The record shows that Williams performed houseparent services full-time during the normal regular school year, alternating shifts every five weeks. Williams was also scheduled as much as possible during the summer session, when the number of students decreased from over 300 to 100. During the summer Williams continued her duties for those students who resided at Scotland year-round, and her schedule consisted of full-time weeks with little or no work the following week. (R. 16a.) The evidence of regular (though not full-time) summer scheduling, supports the finding that she was not an employee of the academic year but was employed year-round, and obviates any further discussion on the "reasonable assurance" doctrine of Section 402.1(2).
Scotland additionally argues that summer work was offered on an "as needed" basis with no agreement as to availability or continuity of such employment and thus Williams was not entitled to unemployment benefits.

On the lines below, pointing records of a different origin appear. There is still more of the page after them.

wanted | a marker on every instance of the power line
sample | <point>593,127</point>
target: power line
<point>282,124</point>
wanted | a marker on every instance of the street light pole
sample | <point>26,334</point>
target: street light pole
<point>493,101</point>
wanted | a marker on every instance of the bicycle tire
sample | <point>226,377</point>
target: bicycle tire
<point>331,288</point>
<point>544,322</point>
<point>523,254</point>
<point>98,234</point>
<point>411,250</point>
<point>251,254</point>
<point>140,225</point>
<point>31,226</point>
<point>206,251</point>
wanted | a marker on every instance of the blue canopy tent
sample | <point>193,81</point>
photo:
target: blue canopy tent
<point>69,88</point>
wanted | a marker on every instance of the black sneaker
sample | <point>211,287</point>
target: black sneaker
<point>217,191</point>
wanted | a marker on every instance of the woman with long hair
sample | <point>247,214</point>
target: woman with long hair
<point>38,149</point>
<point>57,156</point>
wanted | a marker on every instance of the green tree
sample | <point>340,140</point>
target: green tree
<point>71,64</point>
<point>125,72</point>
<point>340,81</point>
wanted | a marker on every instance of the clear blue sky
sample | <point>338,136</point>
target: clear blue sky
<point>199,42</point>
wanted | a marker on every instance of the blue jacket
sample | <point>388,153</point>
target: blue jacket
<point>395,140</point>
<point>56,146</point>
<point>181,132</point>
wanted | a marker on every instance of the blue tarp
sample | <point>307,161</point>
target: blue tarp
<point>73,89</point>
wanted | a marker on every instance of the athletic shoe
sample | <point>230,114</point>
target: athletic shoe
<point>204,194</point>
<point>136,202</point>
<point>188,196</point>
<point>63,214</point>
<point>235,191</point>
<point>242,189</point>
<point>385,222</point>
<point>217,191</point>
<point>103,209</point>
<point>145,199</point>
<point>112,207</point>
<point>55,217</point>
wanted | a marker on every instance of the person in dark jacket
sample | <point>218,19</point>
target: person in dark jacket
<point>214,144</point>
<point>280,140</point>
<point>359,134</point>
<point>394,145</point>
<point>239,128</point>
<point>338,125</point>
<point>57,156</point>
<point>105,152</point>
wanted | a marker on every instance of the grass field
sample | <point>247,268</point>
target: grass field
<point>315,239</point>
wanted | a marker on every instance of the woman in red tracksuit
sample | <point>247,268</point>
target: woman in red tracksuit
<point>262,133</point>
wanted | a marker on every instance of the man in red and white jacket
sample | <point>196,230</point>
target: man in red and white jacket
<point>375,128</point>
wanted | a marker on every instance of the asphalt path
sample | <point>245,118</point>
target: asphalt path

However, the Board's findings of availability for full-time work is supported by substantial record evidence and as such is binding upon this appellate court. Taylor v. Unemployment Compensation Board of Review, 474 Pa. 351, 378 A.2d 829 (1977).
For the foregoing reasons, we affirm the decision of the Board awarding benefits to Williams.
ORDER
The Unemployment Compensation Board of Review decision, No. B-274854 dated July 13, 1989, is affirmed.